Having just complete teaching on the renunciation of social power, we can almost feel Jesus’ weariness and exasperation as he listens to the request of the Zebedees. In characteristic style he throws the question back upon them (10:38), introducing two counter-euphemisms of his own. Narratively, these serve to unify the symbolics of the story as a whole: “baptism” reaches ahead to the dramatic climax of the discipleship narrative, the last supper and Gethsemane. Are they willing and able to undergo what Jesus is already undergoing? The question is of course rhetorical, but Mark cannot resist sarcasm. Oh yes, say James and John; no problem.

The cup and baptism Jesus can “grant”–the disciples in time will indeed suffer before the power (see 13:9ff.). As for the original petition for rank, however, it is deferred to “those for whom it is prepared” (all’ hois etoimastai, 10:40). The supreme irony is that the phrase “on the right and left” will appear again to describe those crucified with Jesus (15:27); it is the rebel Jews, not the disciples, who “take up the cross.” In any case, Jesus here does not repudiate the vocation of leadership, but rather insists that it is not transferred executively. Leadership belongs only to those who learn and follow the way of nonviolence–who are “prepared” not to dominate but to serve and to suffer at Jesus’ side.
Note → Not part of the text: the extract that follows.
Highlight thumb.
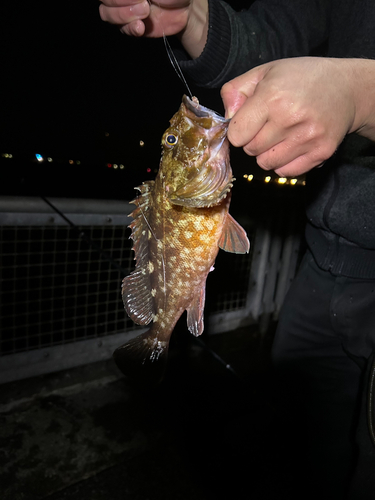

The episode escalates in 10:41; the other disciples are “indignant” not at the Zebedees’ request itself, but rather that they are unfairly vying for advantage. Thus the whole community is indicted in the struggle for power, provoking an even more programmatic denunciation. Jesus’ disgust in 10:42 faintly echoes Samuel, when the elders of Israel insisted upon having “a king to govern them like all the other nations” (I Samuel 8:4-20). We can capture the tone of Jesus’ criticism of “politics as usual” in this free rendering:

You know how it is:
the “so-called” rulers of the nations dominate them,
the “great ones” tyrannize them;
but this is not so among you!

Here Jesus frontally attacks the same political powers (ton ethnon; the Roman colonial administrators, 10:340 who will in the end execute him. These “so-called” (hoi dokountes) rulers practice the very philosophy of leadership-as-domination that Jesus had laboriously taught against; they “lord over” (katakurieuousin) their subjects. Repeating himself for emphasis, Mark speaks of the “great ones” (hoi megaloi) who tyrannize (katexousiazousin) the people (searching for the strongest possible language, he may well have invented this intensive verbal form).